How Agile is Influencing the Traditional Business Analyst Role Part 2

In my earlier post, How Agile is Influencing the Traditional Business Analyst Role: Part 1, I provided the first set of answers to questions posed to me by a Modern Analyst writer preparing a article on how Agile is impacting the traditional business analyst (BA) role.

Here I continue with the questions and my responses.

What are your thoughts? Do you agree?

In Scrum, do you think a Business Analyst could (or should) be the Product Owner, ScrumMaster, or a regular team member?

Yes, maybe, yes, maybe, yes maybe.

In Scrum, we have the product owner “role.” The PO is perhaps the most important (and burdened) role. The PO must conduct a mix of strategic and tactical activities.

Strategic activities are business or market facing—for example, analyzing the market and business case, defining the product vision and roadmap, developing requirements, adjusting the product backlog, and determining delivery plans.

Tactical activities are delivery team facing—for example, specifying the items to be delivered in each iteration, determining acceptance criteria for them, analyzing dependencies between items, and making tough decisions about what will be built to satisfy a given business need, technical risk, and requirements dependencies. Some great business analysts I’ve worked with pitch in to build and run user acceptance tests.

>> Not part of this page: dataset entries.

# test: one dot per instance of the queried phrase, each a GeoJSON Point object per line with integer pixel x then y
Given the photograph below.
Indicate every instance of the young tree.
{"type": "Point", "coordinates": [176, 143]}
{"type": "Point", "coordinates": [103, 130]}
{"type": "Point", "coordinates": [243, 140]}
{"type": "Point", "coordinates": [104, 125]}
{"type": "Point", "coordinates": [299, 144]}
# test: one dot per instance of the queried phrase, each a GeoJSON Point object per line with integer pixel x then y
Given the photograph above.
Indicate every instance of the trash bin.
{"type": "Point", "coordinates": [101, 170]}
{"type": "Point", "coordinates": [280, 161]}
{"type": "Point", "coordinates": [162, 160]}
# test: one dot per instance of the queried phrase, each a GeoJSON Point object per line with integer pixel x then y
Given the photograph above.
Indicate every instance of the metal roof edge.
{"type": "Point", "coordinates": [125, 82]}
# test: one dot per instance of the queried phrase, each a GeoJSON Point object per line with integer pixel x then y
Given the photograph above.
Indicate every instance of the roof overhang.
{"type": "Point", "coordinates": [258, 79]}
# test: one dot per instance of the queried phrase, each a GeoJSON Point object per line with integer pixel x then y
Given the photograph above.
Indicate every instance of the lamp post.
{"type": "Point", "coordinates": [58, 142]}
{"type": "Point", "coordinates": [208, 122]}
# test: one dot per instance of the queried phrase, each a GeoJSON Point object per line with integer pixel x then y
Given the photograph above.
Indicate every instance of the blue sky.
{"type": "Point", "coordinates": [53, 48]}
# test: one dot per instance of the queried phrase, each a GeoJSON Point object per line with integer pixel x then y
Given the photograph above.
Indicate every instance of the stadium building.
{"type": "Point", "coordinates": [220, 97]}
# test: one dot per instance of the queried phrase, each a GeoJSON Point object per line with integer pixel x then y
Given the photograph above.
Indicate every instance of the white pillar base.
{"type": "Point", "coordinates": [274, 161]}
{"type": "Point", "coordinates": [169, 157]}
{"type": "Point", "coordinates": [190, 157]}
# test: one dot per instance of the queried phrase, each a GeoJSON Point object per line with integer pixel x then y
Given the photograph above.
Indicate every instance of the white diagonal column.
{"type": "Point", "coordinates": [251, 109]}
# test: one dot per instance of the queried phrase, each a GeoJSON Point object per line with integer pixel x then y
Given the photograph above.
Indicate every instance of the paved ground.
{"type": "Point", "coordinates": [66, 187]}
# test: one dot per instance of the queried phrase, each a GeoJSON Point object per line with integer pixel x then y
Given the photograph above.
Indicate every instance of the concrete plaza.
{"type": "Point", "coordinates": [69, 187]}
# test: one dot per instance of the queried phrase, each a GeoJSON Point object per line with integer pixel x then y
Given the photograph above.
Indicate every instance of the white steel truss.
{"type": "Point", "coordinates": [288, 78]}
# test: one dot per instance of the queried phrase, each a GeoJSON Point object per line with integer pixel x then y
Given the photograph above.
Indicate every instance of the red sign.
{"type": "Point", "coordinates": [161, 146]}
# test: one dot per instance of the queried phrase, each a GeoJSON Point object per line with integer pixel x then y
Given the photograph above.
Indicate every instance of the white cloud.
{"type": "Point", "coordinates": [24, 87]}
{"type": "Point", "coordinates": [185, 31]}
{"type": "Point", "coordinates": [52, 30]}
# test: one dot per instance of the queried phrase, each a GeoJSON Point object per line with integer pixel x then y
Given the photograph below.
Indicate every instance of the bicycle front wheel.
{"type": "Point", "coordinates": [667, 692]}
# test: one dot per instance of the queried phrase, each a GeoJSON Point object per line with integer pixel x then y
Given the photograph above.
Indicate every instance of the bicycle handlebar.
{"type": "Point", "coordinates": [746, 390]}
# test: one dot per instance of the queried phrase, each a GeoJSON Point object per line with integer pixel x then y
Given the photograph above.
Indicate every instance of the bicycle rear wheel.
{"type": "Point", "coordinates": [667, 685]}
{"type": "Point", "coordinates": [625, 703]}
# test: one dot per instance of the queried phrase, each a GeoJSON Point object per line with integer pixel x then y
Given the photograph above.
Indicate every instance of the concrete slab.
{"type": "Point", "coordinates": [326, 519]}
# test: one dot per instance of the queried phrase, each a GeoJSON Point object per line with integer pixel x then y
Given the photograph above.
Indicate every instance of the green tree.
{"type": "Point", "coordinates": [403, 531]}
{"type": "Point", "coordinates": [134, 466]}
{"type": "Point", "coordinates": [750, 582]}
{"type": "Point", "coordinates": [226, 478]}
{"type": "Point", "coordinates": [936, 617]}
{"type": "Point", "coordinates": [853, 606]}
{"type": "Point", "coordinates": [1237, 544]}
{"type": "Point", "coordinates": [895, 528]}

All this takes a lot of knowledge and many skills, and it consumes a lot of time.

On top of that, to fulfill both strategic and tactical activities on an agile project, the business customer needs experience in product development, along with deep domain and product knowledge.

I’ve coached (and trained) teams working on large, complex products, and I’ve seldom known a single business customer who can do these strategic and tactical activities.

That’s why many organizations turn to talented business analysts for help with the day-to-day, tactical decision making on their agile projects. In other cases, someone who was formerly a traditional business analyst will work out the backlog items, suggest the priorities, and then obtain validation from the business PO.